Темный ангел
Шрифт:
– Это для моей дорогой девочки, – шутливо сказал он, но я успела заметить что-то хитрое, виноватое в его взгляде, и кровь застыла в жилах. – Нет-нет, – сказал он, когда я шагнула к кровати. – Побудь со мной. Сядь ко мне на колени и пей молоко, как раньше.
Он замолчал, и за его широкой улыбкой вновь промелькнула эта вороватость.
– Я замерзну, – возмутилась я. – И я не хочу никакого молока, у меня так болит голова.

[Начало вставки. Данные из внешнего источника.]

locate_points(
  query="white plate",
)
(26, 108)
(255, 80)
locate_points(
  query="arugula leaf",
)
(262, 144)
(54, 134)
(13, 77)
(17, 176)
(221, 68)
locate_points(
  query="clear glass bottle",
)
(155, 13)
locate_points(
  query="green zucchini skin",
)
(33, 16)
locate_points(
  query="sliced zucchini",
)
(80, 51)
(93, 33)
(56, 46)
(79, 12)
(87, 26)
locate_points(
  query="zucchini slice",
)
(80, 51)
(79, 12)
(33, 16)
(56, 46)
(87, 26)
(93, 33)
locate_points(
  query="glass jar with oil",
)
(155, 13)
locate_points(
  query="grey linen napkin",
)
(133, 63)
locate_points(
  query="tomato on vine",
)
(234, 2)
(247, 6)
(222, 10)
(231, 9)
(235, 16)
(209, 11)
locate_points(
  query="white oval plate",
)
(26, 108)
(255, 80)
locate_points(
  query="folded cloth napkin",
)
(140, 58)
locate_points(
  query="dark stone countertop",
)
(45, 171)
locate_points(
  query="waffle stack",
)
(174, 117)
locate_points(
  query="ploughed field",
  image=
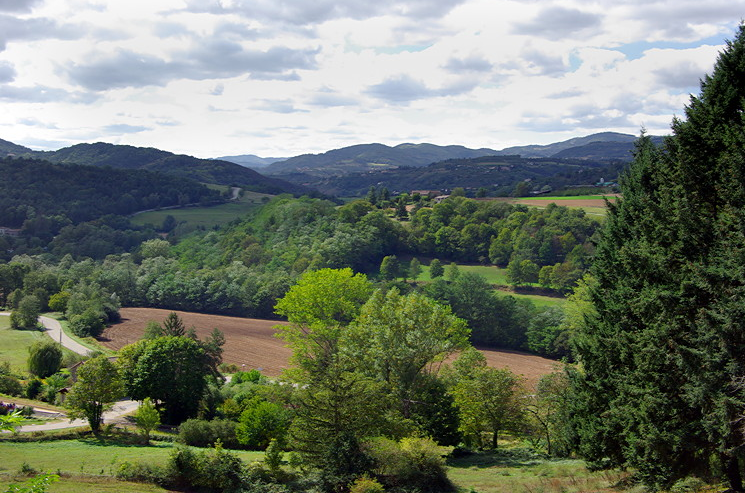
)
(251, 342)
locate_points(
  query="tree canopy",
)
(662, 352)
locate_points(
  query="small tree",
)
(27, 314)
(173, 325)
(415, 268)
(389, 268)
(452, 272)
(436, 269)
(147, 418)
(97, 387)
(45, 358)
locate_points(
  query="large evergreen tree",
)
(664, 354)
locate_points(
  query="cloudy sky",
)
(285, 77)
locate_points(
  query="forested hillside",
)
(79, 209)
(495, 175)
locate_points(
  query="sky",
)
(278, 78)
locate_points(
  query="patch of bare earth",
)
(251, 342)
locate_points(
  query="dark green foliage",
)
(87, 324)
(170, 370)
(10, 385)
(662, 388)
(202, 433)
(27, 314)
(436, 269)
(33, 387)
(411, 465)
(211, 470)
(390, 268)
(45, 358)
(83, 193)
(261, 422)
(494, 320)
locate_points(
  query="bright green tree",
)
(318, 307)
(662, 357)
(415, 268)
(147, 418)
(44, 358)
(396, 338)
(436, 269)
(390, 268)
(97, 387)
(171, 370)
(27, 314)
(489, 400)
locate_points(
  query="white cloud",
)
(280, 78)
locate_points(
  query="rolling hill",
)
(148, 158)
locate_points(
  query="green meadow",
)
(204, 217)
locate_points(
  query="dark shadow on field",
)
(515, 457)
(133, 441)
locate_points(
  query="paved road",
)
(54, 330)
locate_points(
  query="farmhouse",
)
(5, 231)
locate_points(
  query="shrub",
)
(261, 422)
(10, 385)
(44, 358)
(366, 485)
(143, 473)
(211, 469)
(253, 376)
(202, 433)
(412, 463)
(89, 323)
(33, 387)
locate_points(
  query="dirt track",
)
(251, 342)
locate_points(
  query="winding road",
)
(54, 330)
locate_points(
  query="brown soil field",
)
(578, 203)
(251, 342)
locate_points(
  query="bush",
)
(211, 469)
(33, 387)
(87, 324)
(44, 358)
(412, 463)
(10, 385)
(261, 422)
(366, 485)
(252, 376)
(143, 473)
(201, 433)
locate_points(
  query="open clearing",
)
(592, 204)
(252, 342)
(206, 217)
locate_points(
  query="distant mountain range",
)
(148, 158)
(604, 146)
(342, 170)
(251, 160)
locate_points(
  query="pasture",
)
(593, 205)
(498, 277)
(205, 217)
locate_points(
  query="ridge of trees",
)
(661, 387)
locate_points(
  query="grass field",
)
(498, 276)
(14, 344)
(206, 217)
(593, 205)
(89, 465)
(520, 471)
(87, 455)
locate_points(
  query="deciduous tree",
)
(96, 388)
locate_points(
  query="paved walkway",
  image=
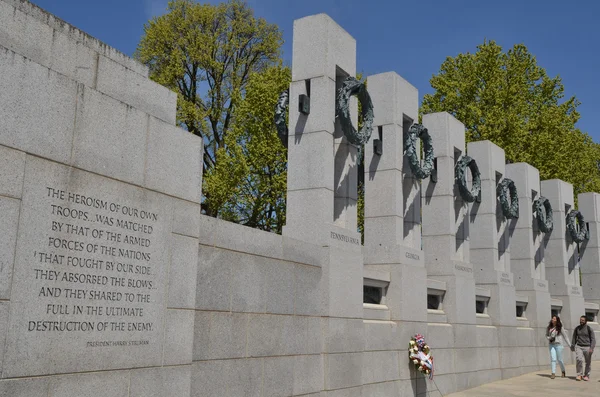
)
(539, 384)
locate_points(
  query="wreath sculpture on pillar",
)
(417, 131)
(574, 218)
(420, 355)
(460, 174)
(350, 87)
(543, 210)
(510, 205)
(281, 115)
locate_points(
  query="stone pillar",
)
(490, 237)
(527, 258)
(321, 195)
(392, 221)
(392, 200)
(562, 267)
(589, 205)
(446, 246)
(446, 221)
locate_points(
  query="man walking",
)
(583, 344)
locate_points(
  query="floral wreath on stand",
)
(420, 354)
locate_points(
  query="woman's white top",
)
(560, 338)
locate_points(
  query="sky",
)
(411, 38)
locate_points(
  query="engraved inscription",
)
(410, 255)
(347, 239)
(89, 279)
(463, 268)
(94, 272)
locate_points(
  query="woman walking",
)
(557, 337)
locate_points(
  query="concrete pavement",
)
(539, 384)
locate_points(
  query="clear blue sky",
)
(411, 38)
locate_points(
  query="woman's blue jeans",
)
(556, 354)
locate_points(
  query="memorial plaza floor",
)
(538, 384)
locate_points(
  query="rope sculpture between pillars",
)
(460, 172)
(543, 210)
(417, 131)
(578, 234)
(510, 205)
(350, 87)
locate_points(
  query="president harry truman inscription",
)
(90, 273)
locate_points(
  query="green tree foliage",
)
(248, 184)
(207, 53)
(505, 97)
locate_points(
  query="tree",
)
(507, 98)
(249, 182)
(207, 53)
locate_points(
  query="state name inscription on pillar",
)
(89, 280)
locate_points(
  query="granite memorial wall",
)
(113, 284)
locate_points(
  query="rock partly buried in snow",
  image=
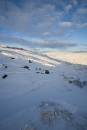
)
(4, 76)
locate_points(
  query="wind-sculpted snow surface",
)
(38, 92)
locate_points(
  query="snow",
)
(33, 100)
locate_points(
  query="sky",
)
(44, 24)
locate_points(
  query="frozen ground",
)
(39, 92)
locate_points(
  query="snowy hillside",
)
(40, 92)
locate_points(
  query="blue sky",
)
(44, 24)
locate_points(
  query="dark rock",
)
(4, 76)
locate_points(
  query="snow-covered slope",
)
(38, 92)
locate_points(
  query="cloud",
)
(45, 19)
(68, 7)
(66, 24)
(37, 43)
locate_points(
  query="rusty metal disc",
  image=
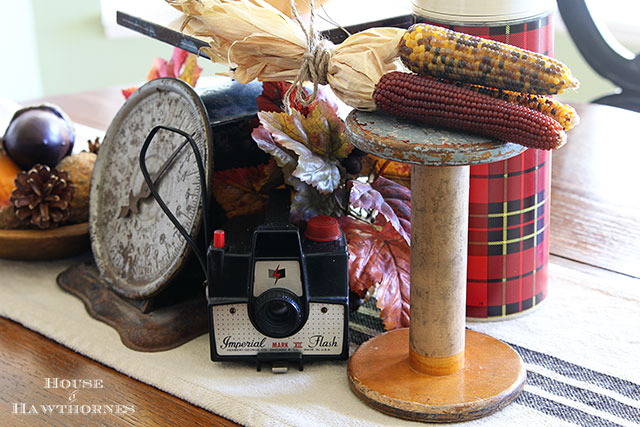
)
(138, 251)
(398, 139)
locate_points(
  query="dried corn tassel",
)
(451, 106)
(439, 52)
(564, 114)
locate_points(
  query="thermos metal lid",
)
(473, 12)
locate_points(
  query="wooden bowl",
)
(61, 242)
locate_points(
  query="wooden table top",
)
(595, 225)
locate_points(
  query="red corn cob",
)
(449, 106)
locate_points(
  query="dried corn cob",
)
(564, 114)
(440, 52)
(447, 105)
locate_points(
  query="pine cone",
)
(42, 196)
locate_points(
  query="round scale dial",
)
(136, 248)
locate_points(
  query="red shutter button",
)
(218, 239)
(322, 228)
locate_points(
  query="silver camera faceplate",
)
(235, 335)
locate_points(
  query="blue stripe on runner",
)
(562, 411)
(595, 400)
(571, 370)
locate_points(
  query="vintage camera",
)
(276, 295)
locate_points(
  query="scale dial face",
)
(136, 248)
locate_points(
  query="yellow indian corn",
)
(439, 52)
(436, 103)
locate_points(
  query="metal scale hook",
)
(149, 180)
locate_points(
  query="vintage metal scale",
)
(145, 282)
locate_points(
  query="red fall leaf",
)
(383, 258)
(244, 191)
(390, 199)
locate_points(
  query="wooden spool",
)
(434, 370)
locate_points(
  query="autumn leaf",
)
(308, 202)
(390, 199)
(244, 191)
(382, 258)
(311, 139)
(395, 171)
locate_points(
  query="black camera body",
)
(278, 296)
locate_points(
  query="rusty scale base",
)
(434, 370)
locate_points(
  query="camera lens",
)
(277, 313)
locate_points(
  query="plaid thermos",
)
(508, 200)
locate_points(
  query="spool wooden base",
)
(492, 377)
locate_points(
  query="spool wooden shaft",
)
(439, 213)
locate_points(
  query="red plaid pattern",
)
(509, 208)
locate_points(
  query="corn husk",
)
(257, 41)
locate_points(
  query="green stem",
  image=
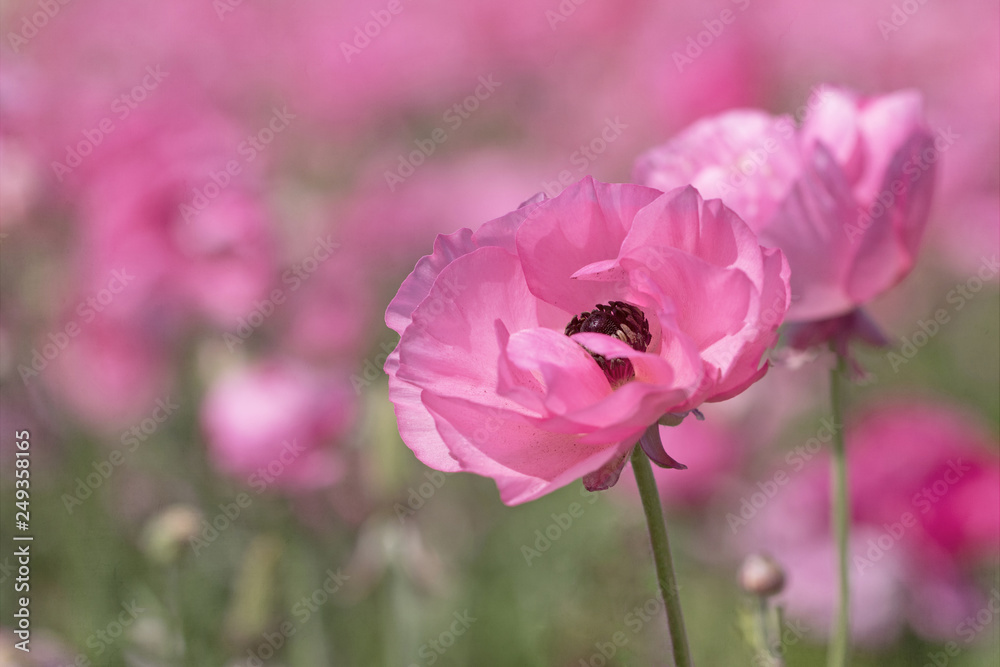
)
(661, 555)
(840, 641)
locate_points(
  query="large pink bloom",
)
(845, 196)
(485, 378)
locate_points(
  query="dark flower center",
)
(618, 320)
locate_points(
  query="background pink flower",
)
(846, 196)
(925, 506)
(277, 423)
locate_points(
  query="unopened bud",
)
(761, 575)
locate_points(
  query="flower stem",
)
(840, 640)
(661, 555)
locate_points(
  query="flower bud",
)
(760, 574)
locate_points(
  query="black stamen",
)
(618, 320)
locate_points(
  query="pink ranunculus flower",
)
(276, 424)
(845, 196)
(540, 348)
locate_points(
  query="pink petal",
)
(745, 157)
(887, 243)
(586, 223)
(526, 462)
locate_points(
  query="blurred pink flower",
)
(110, 373)
(277, 423)
(925, 505)
(713, 454)
(846, 196)
(164, 200)
(541, 347)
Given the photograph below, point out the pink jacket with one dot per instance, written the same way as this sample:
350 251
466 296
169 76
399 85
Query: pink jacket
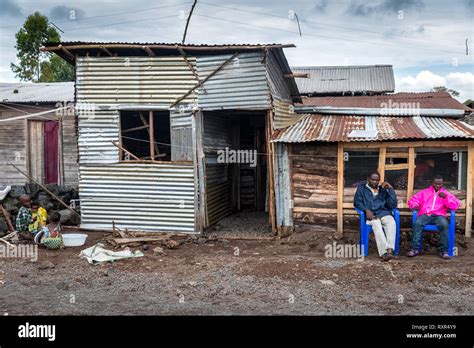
430 203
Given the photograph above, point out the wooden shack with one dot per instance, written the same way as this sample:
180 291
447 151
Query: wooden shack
329 152
38 133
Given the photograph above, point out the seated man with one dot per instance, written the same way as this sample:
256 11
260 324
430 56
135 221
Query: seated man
432 204
377 201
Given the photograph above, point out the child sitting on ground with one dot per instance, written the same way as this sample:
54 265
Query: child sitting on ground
39 216
50 235
24 218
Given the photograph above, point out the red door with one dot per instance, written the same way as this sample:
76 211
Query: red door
51 152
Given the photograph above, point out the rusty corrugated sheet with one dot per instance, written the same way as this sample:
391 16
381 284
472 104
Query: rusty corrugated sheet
240 84
346 79
425 100
340 129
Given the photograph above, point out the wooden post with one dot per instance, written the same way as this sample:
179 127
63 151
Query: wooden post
411 172
340 188
382 157
270 173
469 188
152 135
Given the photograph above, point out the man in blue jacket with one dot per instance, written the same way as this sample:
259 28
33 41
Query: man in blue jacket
377 201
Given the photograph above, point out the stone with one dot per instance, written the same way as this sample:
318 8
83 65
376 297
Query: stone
171 244
46 265
326 282
158 251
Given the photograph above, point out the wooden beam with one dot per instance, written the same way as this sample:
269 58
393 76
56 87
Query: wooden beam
134 129
390 144
65 50
169 46
340 188
398 166
207 78
106 50
297 75
152 135
149 51
125 150
381 167
469 188
145 122
411 172
189 64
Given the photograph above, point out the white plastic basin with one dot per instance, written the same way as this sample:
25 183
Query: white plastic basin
74 239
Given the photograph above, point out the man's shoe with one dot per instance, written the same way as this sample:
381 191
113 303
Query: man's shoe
445 256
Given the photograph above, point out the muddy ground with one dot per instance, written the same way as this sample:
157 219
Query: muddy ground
206 276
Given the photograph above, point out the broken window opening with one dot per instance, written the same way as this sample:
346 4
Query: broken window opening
145 134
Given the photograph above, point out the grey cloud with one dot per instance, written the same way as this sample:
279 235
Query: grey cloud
321 5
63 12
361 8
9 8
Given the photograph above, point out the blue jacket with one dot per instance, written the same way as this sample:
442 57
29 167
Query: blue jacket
381 205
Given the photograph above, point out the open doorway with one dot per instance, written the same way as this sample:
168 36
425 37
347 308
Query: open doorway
235 148
44 151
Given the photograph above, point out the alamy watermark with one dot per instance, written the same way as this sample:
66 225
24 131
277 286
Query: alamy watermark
19 251
393 108
344 251
237 156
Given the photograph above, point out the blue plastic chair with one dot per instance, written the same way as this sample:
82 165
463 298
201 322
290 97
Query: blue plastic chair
365 230
434 228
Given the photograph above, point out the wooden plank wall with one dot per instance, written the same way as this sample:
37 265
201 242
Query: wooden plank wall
14 140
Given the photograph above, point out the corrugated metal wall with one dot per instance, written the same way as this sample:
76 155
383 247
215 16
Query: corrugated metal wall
140 197
283 113
241 84
283 187
96 133
181 135
154 80
217 136
70 151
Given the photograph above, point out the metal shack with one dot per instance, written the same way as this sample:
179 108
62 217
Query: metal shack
154 119
407 137
38 133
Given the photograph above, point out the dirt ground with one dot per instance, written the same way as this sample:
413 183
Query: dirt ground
208 276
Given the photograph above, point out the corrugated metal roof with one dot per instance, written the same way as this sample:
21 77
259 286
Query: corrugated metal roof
424 100
340 129
37 92
345 79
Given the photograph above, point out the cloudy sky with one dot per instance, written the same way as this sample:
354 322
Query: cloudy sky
425 40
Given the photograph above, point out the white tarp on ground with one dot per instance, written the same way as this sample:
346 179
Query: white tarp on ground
97 254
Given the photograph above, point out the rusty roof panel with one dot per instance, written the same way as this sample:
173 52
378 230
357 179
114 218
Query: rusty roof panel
330 128
425 100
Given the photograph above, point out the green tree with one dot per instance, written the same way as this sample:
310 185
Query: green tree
444 89
56 70
34 65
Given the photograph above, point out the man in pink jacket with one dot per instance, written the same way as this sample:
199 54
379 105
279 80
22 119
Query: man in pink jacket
432 204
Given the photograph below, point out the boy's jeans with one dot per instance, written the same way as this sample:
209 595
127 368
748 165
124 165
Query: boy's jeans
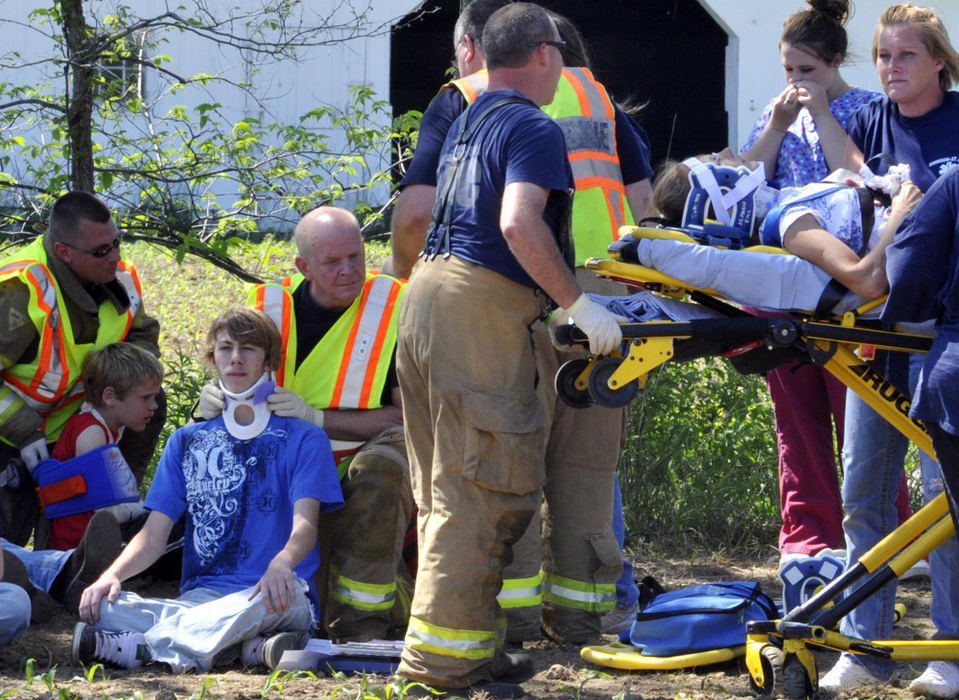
202 626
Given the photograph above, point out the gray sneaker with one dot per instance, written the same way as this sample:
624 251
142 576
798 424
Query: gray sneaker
267 651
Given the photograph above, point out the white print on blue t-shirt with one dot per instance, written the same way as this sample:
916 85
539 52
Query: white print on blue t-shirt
941 166
213 483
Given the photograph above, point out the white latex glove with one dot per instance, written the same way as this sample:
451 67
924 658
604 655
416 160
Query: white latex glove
211 403
600 325
34 453
284 402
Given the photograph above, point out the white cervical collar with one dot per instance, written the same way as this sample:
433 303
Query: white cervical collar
255 398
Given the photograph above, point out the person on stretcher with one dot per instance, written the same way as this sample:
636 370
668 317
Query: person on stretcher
839 228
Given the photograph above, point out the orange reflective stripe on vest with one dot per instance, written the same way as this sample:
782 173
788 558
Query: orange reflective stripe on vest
365 344
472 86
50 379
275 301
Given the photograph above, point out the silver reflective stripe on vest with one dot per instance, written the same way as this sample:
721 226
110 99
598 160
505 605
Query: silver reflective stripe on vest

– Не капризничай, – посоветовал он. – Я разожгу огонь, ты примешь немного опия с молоком, и совсем скоро тебе станет лучше.
Он потянулся
– Нет! Я уже пила, – сказала я.
Но Генри не обратил внимания на мой протест. Он отмерил три капли настойки в молоко и протянул мне стакан.
– Генри…
– Не смей так меня называть! – Шутливый тон на мгновение исчез, поднос со стаканом и печеньем дрогнул, и молоко плеснуло через край. Генри заметил, но промолчал. Губы его сжались: он ненавидел любое расточительство и грязь, но голос его был по-прежнему спокоен. – Неуклюжая девчонка! Ну хватит, не заставляй меня сердиться. Будь паинькой, выпей молоко и посиди у меня на коленях.
Я попыталась улыбнуться:
– Да, мистер Честер.
Он не разжимал губ, пока я не выпила все молоко, и лишь тогда расслабился. Он небрежно опустил поднос на пол и обнял меня. Я постаралась не напрягаться, чувствуя тошнотворную тяжесть молока в желудке. Голова кружилась, сотни следов объятий Моза – точно пылающие уста, вопящие в гневе и ярости от того, что этот человек осмеливается трогать меня руками. Тело мое наконец подтвердило то, что разум боялся признать: я ненавидела мужчину, за которого вышла и которому принадлежала по закону и долгу. Я его ненавидела.
– Не волнуйся, – прошептал он, водя пальцами по моему позвоночнику сквозь ткань сорочки. – Вот так, хорошая девочка. Сладенькая Эффи.
Торопливо, дрожащими руками, он расстегивал пуговицы моей сорочки. Волна отвращения накрыла меня, и я безвольно отдалась его прикосновениям, ни на секунду не прекращая молиться дикому языческому богу, которого Моз разбудил во мне, о том, чтобы это поскорее закончилось, чтобы он ушел, чтобы я могла провалиться в опиумный колодец и забыть о его тошнотворных виноватых объятиях.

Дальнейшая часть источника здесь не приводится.